I bent my head and shut my eyes. I love your daughter. I will continue to love her when I am ashes.
“Tomorrow at dawn, I’ll rectify that mistake.”
I didn’t look up. I’ve stared death in the face many times, but this time, I couldn’t. He’s right. I am as guilty as he said I was. I will die for my dishonor. At Dalziel, my death would not have been in vain. Here I die as the criminal I have become.
“You will die tomorrow, First Captain Vanyar,” Roidan went on, his tone deathly cold. “But no easy execution for you. As you are tortured, you’ll be permitted to scream and beg, and confess all the evil you’ve committed. But tonight – you have tonight to make your peace with the gods. They perhaps may have mercy on you. I have none.”
I lifted my face to meet his hot, angry eyes, and dipped it once, in a nod. I accept.
Roidan jerked his head to his left. “Chain him to that tree over there,” he commanded. “Let him breathe the stench of death all night. We’ll set up camp upriver. And upwind.”

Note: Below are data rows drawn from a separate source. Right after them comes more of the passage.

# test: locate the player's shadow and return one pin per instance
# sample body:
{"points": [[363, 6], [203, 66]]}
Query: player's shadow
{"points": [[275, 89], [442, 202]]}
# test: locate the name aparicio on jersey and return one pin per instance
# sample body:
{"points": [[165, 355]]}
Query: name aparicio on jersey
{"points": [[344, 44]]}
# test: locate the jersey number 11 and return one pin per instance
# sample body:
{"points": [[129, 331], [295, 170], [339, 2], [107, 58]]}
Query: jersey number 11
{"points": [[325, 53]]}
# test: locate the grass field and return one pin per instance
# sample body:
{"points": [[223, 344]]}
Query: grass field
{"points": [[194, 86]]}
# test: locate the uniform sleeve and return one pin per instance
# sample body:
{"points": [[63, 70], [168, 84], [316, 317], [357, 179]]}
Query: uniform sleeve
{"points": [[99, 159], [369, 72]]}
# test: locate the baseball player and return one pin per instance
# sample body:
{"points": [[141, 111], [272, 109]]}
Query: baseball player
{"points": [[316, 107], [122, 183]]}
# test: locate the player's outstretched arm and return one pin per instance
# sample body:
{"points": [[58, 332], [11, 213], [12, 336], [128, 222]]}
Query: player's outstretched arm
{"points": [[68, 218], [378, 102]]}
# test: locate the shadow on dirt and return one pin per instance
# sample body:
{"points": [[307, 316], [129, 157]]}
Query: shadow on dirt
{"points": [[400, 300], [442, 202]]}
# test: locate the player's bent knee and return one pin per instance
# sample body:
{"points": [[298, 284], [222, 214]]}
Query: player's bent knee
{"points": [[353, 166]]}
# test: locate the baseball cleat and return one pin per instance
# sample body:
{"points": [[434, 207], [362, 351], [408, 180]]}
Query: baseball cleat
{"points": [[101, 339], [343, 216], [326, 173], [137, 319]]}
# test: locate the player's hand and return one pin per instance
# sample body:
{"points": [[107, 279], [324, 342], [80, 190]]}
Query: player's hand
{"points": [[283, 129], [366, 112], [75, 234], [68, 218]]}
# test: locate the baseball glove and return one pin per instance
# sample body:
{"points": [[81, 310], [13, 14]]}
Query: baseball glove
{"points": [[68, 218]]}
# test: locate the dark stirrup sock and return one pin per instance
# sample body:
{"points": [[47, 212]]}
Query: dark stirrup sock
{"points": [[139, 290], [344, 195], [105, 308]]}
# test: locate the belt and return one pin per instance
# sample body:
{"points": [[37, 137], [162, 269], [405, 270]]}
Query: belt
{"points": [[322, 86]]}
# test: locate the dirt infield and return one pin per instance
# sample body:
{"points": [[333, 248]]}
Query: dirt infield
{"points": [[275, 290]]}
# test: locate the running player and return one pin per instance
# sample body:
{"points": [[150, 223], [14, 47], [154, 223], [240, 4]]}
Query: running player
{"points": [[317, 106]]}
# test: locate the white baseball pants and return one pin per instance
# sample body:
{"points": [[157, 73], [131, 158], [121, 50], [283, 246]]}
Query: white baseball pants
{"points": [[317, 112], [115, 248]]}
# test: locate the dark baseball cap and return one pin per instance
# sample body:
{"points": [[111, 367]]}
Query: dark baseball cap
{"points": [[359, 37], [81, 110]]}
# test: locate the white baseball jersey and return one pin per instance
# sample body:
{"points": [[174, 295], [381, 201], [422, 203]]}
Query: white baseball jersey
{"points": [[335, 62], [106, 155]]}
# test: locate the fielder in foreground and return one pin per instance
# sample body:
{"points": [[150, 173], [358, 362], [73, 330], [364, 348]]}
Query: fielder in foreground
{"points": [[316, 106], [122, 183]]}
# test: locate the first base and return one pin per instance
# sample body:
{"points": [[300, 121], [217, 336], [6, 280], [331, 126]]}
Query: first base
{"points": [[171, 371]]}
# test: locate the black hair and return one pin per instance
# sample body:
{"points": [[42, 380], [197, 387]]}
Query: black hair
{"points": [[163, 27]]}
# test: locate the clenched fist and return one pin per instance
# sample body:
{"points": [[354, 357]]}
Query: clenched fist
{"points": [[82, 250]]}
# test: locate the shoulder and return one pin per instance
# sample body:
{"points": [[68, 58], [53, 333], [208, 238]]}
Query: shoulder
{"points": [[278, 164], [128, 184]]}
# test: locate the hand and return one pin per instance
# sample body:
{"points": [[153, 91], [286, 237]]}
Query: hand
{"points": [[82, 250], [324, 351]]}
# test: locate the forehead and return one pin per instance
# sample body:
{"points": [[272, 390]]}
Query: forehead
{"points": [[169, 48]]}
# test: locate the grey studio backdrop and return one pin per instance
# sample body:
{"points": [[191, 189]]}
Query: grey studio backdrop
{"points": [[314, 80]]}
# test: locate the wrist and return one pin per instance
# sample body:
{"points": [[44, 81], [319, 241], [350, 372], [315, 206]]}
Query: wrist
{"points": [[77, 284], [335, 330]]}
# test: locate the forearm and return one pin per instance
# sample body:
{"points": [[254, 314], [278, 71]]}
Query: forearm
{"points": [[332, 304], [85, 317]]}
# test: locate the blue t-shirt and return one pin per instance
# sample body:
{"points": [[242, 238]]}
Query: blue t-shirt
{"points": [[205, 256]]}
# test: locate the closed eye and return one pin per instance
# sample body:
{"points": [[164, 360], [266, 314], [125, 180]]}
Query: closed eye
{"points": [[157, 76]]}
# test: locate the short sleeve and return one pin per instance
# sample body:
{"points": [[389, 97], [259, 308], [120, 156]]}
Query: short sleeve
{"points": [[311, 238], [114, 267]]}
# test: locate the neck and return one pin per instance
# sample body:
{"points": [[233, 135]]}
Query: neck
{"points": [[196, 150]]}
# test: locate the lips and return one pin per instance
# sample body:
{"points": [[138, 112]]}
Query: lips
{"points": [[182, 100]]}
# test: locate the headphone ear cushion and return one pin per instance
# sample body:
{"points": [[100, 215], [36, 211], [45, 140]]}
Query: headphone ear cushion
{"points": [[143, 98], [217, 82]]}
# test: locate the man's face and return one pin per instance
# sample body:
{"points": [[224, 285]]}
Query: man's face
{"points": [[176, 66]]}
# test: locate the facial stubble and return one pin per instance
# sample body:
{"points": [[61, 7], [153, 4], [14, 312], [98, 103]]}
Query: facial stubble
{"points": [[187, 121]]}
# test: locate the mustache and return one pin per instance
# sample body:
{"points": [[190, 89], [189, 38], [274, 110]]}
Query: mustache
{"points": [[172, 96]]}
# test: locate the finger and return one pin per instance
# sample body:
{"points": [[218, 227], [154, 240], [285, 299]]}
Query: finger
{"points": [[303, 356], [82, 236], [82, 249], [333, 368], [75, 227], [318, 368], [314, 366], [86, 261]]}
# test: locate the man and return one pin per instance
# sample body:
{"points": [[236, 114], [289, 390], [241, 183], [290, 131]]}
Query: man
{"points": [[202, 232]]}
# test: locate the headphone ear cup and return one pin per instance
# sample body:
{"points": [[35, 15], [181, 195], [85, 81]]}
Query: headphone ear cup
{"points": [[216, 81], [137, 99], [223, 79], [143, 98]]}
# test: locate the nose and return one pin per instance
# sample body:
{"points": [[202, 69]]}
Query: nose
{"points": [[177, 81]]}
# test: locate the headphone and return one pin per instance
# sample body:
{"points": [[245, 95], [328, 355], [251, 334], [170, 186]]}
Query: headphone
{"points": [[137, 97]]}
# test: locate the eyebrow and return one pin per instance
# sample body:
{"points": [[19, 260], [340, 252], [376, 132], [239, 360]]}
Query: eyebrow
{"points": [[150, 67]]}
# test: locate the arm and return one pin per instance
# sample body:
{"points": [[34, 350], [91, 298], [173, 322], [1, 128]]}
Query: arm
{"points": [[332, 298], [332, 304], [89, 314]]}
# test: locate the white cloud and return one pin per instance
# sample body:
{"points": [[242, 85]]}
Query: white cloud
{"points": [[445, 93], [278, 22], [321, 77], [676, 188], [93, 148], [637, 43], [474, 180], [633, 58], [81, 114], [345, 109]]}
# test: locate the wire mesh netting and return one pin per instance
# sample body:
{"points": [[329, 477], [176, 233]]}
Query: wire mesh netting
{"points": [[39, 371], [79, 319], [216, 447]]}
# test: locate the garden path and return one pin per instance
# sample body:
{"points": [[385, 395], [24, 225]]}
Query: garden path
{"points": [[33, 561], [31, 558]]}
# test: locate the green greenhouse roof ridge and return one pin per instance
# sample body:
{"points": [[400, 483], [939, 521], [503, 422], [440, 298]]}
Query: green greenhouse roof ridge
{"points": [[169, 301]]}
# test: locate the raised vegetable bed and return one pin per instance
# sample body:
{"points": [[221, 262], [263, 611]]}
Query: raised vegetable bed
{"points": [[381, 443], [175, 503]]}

Padraig’s heavy hand dragged me up from my knees. I tried to catch Malik’s eye, but he wouldn’t look at me. As I was pushed past him, I once again turned my head, willing him to – what? Say he’s sorry, wished he could help, best of luck? I don’t know. I just wanted to see in his eyes that he didn’t want me to die.
“Oh, and strip him of that sword,” Roidan called. “I want it back.”
Edara’s firm hands unbuckled my belt, and handed my sword to Malik. He accepted it with a nod, and without a glance back, walked downriver, the dying firelight flashing off his black rump. The King’s escort unwound like broken spring as his gold Centaur turned and loped upstream, away from my funeral pyre and the dead soldiers. Chief Ba’al’amawer and his attendant Minotaurs stalked behind the King’s escort, ignoring me like the worm I was. Sky Dancer leaped into the air and circled high into the darkness. Flames licked the new evening as men and Centaurs lit torches, trotting in the King’s wake. Most of the army melted away to set up smaller camps around the King’s perimeter, passing me by as silent as ghosts. Gaear returned to his wolf form and loped after the torches. Aderyn bounded into the woods, her tail flashing like a star.